UK MPs to vote on delaying Brexit
British MPs will vote on Thursday whether the government should ask the EU for permission to delay the country's withdrawal from the bloc amid an intense week of parliamentary ballots.
London, March 14: British MPs will vote on Thursday whether the government should ask the EU for permission to delay the country's withdrawal from the bloc amid an intense week of parliamentary ballots.
The new vote comes after MPs on Wednesday voted to reject a no-deal Brexit "under any circumstances", the BBC reported.
Conservative Party Prime Minister Theresa May tabled a motion on delaying Brexit by three-months beyond the March 29 deadline as her proposed Brexit deal twice failed to get parliamentary approval. MPs also rejected the scenario of the UK leaving the EU without a deal in place.
Brexit could still go ahead on March 29 if Parliament approves May's deal, which Brussels supports, before an EU leaders' summit next week.
The vote in the House of Commons, the UK's lower legislative chamber, will be held on Thursday evening. MPs are expected to request an extension of Article 50 of the Lisbon Treaty, which established a transition period of two years for a country to leave the EU.
If Parliament approves the Prime Minister's deal by March 20, Brexit could be delayed by three months, until June 30.
But on Wednesday, May warned if her deal does not get through Parliament, a longer extension -- which would need the unanimous approval of the other 27 EU member states -- would be required, meaning the UK would be forced to participate in European Parliament elections in May.

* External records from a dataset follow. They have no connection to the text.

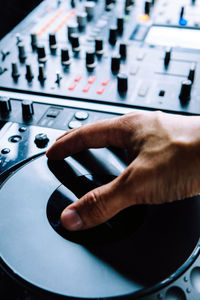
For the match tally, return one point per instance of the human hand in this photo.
(165, 167)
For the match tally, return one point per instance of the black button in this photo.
(22, 129)
(15, 139)
(5, 151)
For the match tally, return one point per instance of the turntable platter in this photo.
(141, 256)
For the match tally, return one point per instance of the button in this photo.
(86, 89)
(5, 151)
(22, 129)
(143, 91)
(72, 87)
(74, 124)
(105, 82)
(91, 79)
(101, 90)
(41, 140)
(81, 115)
(78, 78)
(15, 139)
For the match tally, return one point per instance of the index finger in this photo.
(100, 134)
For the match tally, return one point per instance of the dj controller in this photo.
(70, 63)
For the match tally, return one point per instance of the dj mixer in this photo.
(70, 63)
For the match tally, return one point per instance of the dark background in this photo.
(13, 11)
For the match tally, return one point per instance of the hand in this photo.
(166, 164)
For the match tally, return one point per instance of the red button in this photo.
(100, 90)
(91, 79)
(86, 89)
(72, 87)
(105, 82)
(78, 78)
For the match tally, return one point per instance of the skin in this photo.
(165, 166)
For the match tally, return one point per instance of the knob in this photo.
(147, 7)
(52, 41)
(182, 12)
(29, 73)
(22, 52)
(27, 109)
(123, 50)
(75, 42)
(72, 28)
(90, 59)
(120, 25)
(99, 46)
(113, 35)
(65, 58)
(122, 83)
(89, 8)
(33, 40)
(5, 105)
(185, 92)
(41, 54)
(41, 140)
(15, 73)
(41, 75)
(167, 57)
(115, 63)
(82, 20)
(192, 71)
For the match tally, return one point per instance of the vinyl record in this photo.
(134, 252)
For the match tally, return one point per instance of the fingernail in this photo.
(71, 220)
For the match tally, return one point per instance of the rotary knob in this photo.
(122, 83)
(113, 36)
(90, 59)
(185, 93)
(27, 109)
(41, 140)
(41, 54)
(5, 105)
(65, 57)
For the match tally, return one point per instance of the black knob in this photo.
(120, 25)
(192, 71)
(33, 40)
(122, 83)
(41, 54)
(27, 109)
(41, 140)
(52, 41)
(113, 35)
(5, 105)
(75, 42)
(185, 92)
(123, 50)
(99, 46)
(22, 52)
(82, 20)
(90, 59)
(29, 73)
(147, 7)
(72, 28)
(167, 57)
(65, 58)
(15, 73)
(41, 74)
(115, 63)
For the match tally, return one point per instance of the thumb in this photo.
(95, 207)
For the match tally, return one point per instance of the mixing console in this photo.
(141, 54)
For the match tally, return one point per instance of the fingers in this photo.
(100, 134)
(96, 207)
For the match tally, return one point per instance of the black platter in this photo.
(140, 250)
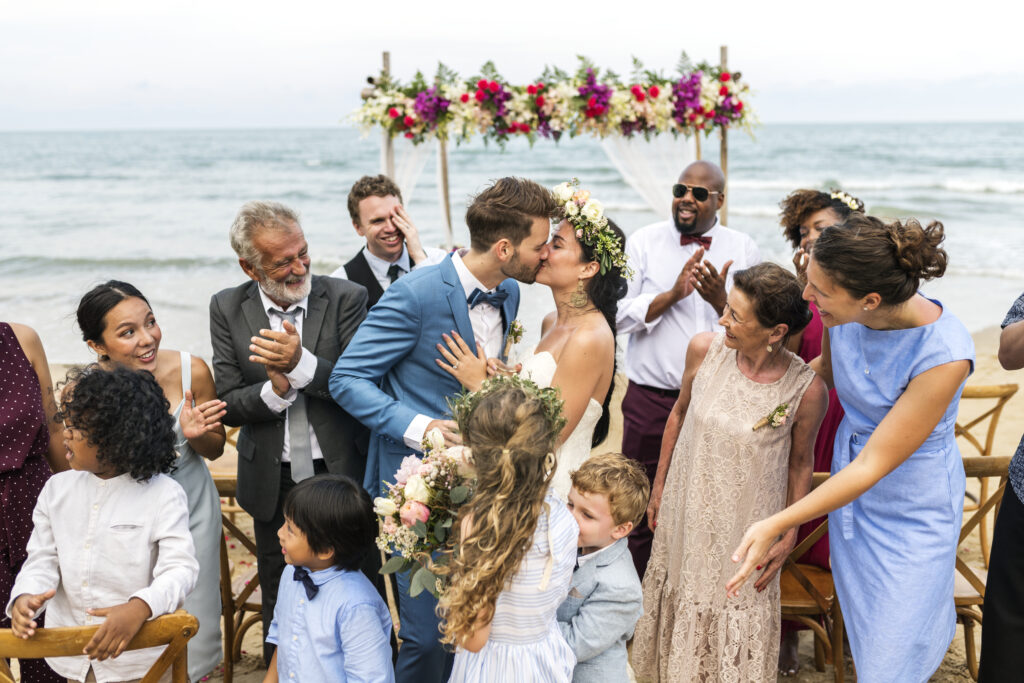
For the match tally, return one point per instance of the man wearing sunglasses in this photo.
(682, 273)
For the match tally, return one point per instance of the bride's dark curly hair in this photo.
(605, 291)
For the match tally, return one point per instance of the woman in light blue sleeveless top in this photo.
(118, 324)
(898, 361)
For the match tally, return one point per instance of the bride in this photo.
(585, 269)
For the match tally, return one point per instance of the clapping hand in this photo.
(462, 364)
(710, 284)
(198, 420)
(23, 612)
(122, 623)
(280, 350)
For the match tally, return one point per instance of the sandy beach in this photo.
(987, 372)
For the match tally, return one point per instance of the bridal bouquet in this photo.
(419, 509)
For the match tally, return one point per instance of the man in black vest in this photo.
(392, 247)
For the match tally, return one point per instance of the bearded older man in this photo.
(275, 340)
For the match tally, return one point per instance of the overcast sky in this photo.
(113, 63)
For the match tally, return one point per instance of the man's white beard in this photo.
(281, 291)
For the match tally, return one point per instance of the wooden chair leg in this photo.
(839, 660)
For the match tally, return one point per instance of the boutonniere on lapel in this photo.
(514, 337)
(775, 419)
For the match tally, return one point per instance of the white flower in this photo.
(384, 507)
(417, 489)
(593, 210)
(562, 193)
(434, 439)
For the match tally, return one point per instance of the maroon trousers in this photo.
(645, 410)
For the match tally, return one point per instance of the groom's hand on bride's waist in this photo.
(449, 429)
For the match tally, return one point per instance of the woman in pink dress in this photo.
(805, 213)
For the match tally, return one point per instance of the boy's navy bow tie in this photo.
(307, 582)
(496, 298)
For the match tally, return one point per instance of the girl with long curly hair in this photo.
(517, 542)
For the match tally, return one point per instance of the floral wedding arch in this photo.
(649, 124)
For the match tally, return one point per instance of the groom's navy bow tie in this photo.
(496, 298)
(307, 582)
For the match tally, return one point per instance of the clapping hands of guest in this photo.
(278, 350)
(198, 420)
(404, 224)
(710, 284)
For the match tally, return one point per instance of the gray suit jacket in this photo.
(599, 614)
(336, 308)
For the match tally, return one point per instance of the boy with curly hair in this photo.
(608, 497)
(111, 542)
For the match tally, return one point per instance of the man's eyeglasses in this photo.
(699, 194)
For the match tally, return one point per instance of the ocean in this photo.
(153, 207)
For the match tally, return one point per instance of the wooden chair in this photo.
(1000, 393)
(171, 630)
(241, 598)
(969, 587)
(808, 596)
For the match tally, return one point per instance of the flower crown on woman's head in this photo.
(587, 216)
(849, 200)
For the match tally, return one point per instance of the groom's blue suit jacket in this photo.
(387, 374)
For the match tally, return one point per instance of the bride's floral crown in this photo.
(587, 216)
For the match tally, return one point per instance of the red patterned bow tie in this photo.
(702, 240)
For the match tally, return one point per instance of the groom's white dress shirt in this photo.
(656, 352)
(299, 377)
(486, 323)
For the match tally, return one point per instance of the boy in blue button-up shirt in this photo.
(329, 624)
(608, 497)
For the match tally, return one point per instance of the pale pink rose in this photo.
(413, 512)
(410, 466)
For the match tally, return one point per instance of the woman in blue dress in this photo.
(898, 361)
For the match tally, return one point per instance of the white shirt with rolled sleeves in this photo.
(656, 351)
(100, 543)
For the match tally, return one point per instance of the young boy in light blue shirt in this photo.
(329, 624)
(608, 497)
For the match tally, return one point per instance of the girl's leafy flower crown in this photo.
(849, 200)
(587, 216)
(463, 404)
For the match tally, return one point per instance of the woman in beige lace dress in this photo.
(726, 463)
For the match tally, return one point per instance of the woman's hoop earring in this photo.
(579, 298)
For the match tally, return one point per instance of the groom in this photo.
(388, 379)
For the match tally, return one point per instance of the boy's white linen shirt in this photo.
(99, 543)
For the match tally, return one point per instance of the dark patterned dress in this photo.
(24, 470)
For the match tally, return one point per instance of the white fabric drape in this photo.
(651, 167)
(409, 163)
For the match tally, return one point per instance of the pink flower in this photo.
(410, 466)
(413, 512)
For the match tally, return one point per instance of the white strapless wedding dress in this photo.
(540, 368)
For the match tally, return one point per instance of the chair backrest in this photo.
(981, 466)
(171, 630)
(1000, 393)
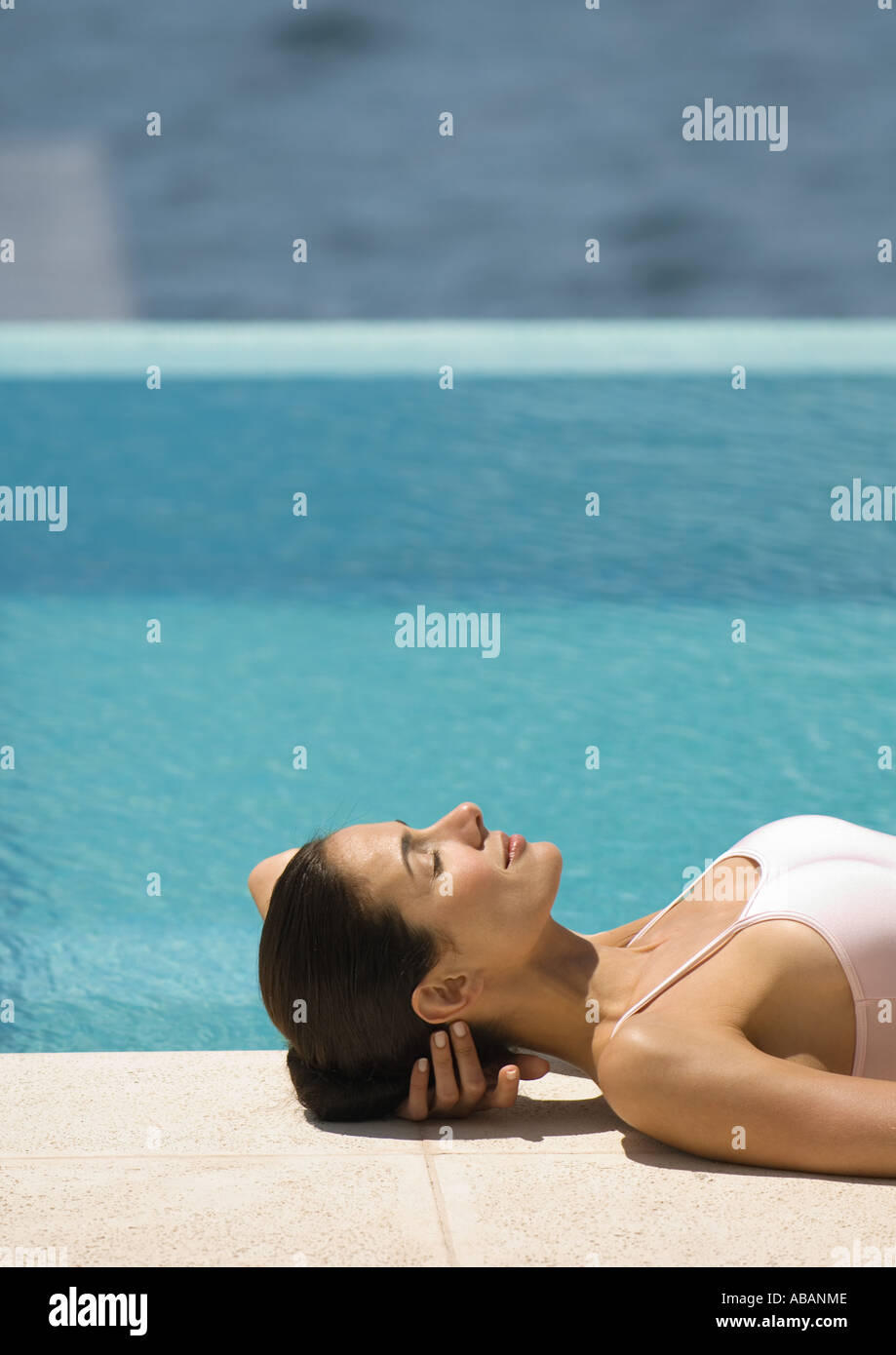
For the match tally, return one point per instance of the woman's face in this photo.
(486, 892)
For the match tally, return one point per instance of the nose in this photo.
(466, 820)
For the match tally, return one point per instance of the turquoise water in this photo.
(175, 757)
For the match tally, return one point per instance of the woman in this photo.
(770, 1045)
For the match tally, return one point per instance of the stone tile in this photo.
(667, 1209)
(337, 1210)
(193, 1102)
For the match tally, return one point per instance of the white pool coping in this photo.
(482, 348)
(207, 1159)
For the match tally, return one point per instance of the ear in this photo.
(444, 999)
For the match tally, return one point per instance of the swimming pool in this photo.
(151, 777)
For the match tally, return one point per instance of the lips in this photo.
(513, 848)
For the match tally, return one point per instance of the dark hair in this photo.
(355, 968)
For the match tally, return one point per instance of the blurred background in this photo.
(323, 124)
(171, 764)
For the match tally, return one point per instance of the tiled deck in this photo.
(207, 1159)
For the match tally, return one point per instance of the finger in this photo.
(504, 1091)
(416, 1103)
(447, 1090)
(473, 1084)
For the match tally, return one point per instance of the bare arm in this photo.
(709, 1091)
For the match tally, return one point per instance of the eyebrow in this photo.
(406, 847)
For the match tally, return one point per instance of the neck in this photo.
(571, 988)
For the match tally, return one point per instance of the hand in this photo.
(473, 1094)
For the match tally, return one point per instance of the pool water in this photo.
(136, 760)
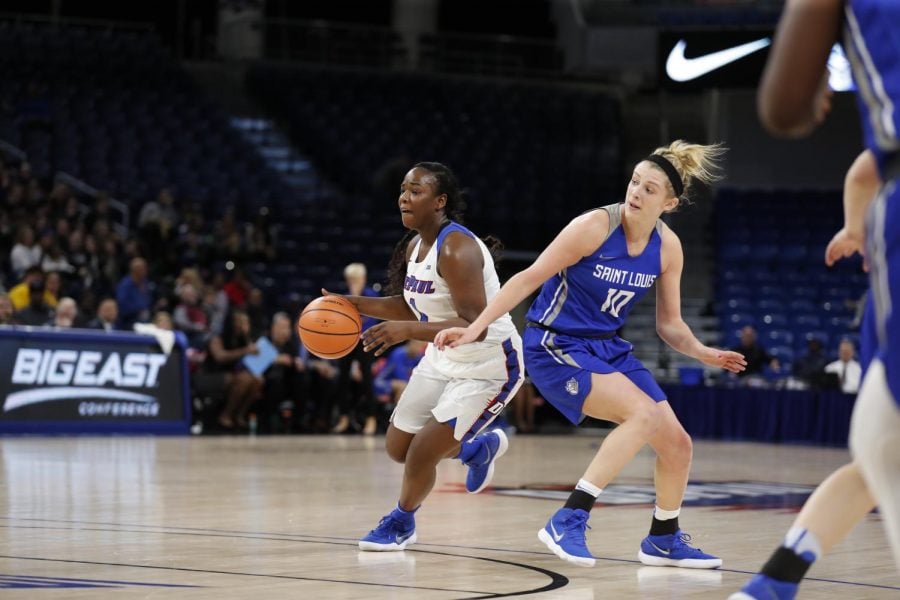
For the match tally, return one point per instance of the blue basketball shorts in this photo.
(560, 366)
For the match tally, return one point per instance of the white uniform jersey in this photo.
(428, 295)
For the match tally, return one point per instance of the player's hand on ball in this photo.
(453, 337)
(379, 338)
(725, 359)
(845, 244)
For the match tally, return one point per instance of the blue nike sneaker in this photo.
(673, 550)
(564, 535)
(394, 532)
(763, 587)
(480, 475)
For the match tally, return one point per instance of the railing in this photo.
(362, 45)
(104, 24)
(685, 12)
(13, 151)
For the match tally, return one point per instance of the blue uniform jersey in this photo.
(594, 296)
(872, 45)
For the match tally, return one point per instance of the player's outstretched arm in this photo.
(793, 95)
(578, 239)
(390, 308)
(669, 324)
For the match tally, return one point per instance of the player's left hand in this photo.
(378, 338)
(845, 244)
(725, 359)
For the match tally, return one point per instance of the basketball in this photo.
(329, 327)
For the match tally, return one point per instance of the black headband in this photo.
(674, 178)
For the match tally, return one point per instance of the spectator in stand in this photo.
(6, 311)
(163, 320)
(358, 398)
(107, 315)
(256, 310)
(756, 356)
(215, 303)
(37, 312)
(52, 288)
(321, 383)
(46, 240)
(134, 295)
(55, 260)
(524, 403)
(100, 213)
(237, 289)
(223, 375)
(160, 217)
(26, 253)
(284, 379)
(66, 315)
(190, 317)
(846, 367)
(188, 275)
(108, 256)
(808, 367)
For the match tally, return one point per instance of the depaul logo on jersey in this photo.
(100, 379)
(623, 276)
(418, 286)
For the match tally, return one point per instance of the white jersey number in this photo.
(615, 301)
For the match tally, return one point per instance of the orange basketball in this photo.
(329, 327)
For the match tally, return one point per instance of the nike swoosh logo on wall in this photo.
(679, 68)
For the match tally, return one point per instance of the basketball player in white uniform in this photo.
(452, 395)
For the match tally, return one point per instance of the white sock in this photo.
(586, 486)
(664, 515)
(804, 543)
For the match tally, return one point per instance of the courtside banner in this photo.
(726, 58)
(81, 381)
(695, 60)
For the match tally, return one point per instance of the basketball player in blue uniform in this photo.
(592, 274)
(451, 397)
(792, 102)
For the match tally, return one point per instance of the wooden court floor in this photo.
(279, 517)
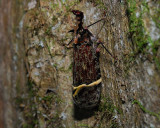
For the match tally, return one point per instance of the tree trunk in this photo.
(36, 64)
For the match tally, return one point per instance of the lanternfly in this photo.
(86, 70)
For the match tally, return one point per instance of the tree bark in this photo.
(36, 65)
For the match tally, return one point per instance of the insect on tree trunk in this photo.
(86, 69)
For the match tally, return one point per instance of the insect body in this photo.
(86, 69)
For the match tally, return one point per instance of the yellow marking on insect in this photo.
(78, 88)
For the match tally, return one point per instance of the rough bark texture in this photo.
(131, 87)
(12, 68)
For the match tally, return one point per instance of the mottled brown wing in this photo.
(85, 71)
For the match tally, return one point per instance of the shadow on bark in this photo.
(81, 113)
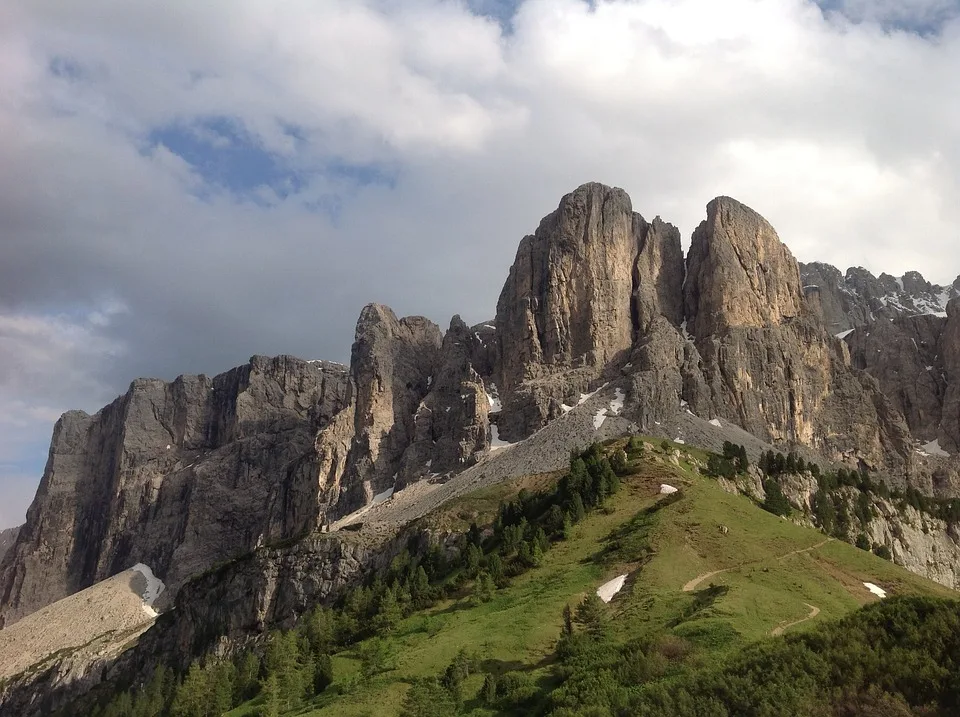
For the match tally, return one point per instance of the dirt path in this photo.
(814, 611)
(691, 586)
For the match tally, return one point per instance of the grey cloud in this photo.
(845, 137)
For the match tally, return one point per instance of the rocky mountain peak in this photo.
(739, 273)
(857, 297)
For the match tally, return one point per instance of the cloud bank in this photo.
(184, 184)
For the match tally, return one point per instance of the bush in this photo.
(775, 502)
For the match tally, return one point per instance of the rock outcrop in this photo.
(739, 273)
(391, 370)
(858, 298)
(906, 358)
(8, 537)
(574, 301)
(177, 475)
(765, 361)
(185, 475)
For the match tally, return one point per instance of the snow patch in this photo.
(616, 405)
(495, 443)
(584, 397)
(494, 399)
(606, 591)
(154, 587)
(599, 417)
(383, 497)
(933, 449)
(876, 590)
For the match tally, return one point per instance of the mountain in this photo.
(858, 298)
(8, 537)
(259, 493)
(692, 579)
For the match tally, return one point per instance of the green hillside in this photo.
(726, 610)
(691, 587)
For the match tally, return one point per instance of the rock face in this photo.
(575, 298)
(905, 356)
(177, 475)
(391, 369)
(858, 298)
(184, 475)
(8, 537)
(765, 360)
(740, 274)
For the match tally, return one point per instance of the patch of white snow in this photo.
(599, 417)
(154, 587)
(616, 405)
(876, 590)
(494, 399)
(606, 591)
(933, 448)
(383, 497)
(495, 443)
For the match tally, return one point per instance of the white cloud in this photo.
(845, 134)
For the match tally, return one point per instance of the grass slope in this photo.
(770, 576)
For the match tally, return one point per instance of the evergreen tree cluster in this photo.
(295, 665)
(732, 461)
(899, 657)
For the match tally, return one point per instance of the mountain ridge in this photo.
(596, 294)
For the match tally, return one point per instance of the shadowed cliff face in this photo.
(176, 475)
(183, 475)
(731, 335)
(580, 292)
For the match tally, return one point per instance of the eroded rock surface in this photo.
(177, 475)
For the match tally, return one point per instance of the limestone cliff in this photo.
(858, 298)
(177, 475)
(575, 299)
(8, 537)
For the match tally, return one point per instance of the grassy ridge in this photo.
(772, 573)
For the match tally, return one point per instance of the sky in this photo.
(184, 185)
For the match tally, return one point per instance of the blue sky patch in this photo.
(227, 156)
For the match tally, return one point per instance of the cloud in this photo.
(241, 177)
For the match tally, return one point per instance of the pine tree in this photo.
(484, 587)
(193, 695)
(388, 611)
(420, 591)
(221, 677)
(591, 614)
(577, 511)
(248, 678)
(272, 701)
(322, 673)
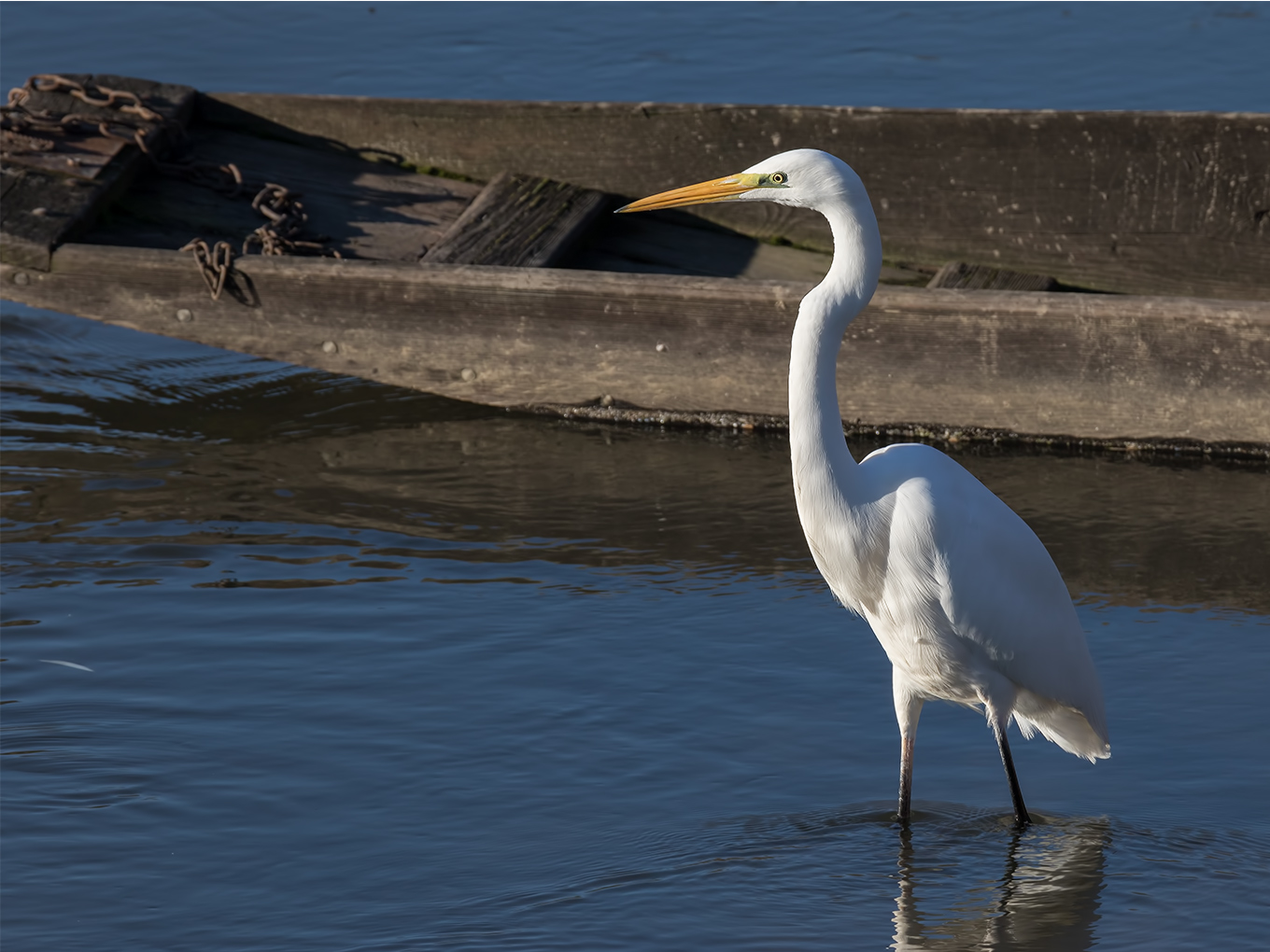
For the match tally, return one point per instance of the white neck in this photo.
(826, 475)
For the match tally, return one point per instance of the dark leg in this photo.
(906, 778)
(1016, 795)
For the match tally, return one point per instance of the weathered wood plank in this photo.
(978, 277)
(1091, 366)
(43, 208)
(519, 221)
(1145, 203)
(367, 210)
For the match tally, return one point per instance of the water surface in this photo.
(371, 669)
(300, 662)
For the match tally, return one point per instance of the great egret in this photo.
(962, 595)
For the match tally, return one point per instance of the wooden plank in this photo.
(519, 221)
(1145, 203)
(978, 277)
(1091, 366)
(367, 210)
(43, 208)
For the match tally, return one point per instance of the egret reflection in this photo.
(1044, 899)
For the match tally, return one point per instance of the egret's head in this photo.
(807, 178)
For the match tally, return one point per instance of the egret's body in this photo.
(962, 595)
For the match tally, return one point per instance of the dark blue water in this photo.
(1039, 56)
(302, 662)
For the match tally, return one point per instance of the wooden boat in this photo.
(1072, 278)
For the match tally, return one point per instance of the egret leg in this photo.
(1016, 795)
(906, 778)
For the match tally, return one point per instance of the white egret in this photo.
(962, 595)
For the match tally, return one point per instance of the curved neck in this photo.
(819, 450)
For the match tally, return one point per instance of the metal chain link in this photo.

"I do not think that would be the right outcome," said May. "But the House needs to face up to the consequences of the decisions it has taken."European Council's President Donald Tusk said he would urge EU leaders at the upcoming summit to back a long extension. "During my consultations ahead of the European Council, I will appeal to the EU27 to be open to a long extension if the UK finds it necessary to rethink its Brexit strategy and build consensus around it," he wrote on Twitter.
EU chief Brexit negotiator Michel Barnier told the European Parliament on Wednesday the ball was firmly in London's court."It is UK's responsibility to tell us what they want for our future relations. That is the question that needs to be posed to which we expect an answer. It will be a priority even before the question of an extension. Negotiations on Article 50 (the mechanism that laid down Britain's departure date as March 29) are finished," he said.
"We have agreed a deal with the Prime Minister and the EU is ready to sign it. There are only two ways to leave the EU: with or without a deal. The EU is prepared for both," Barnier said.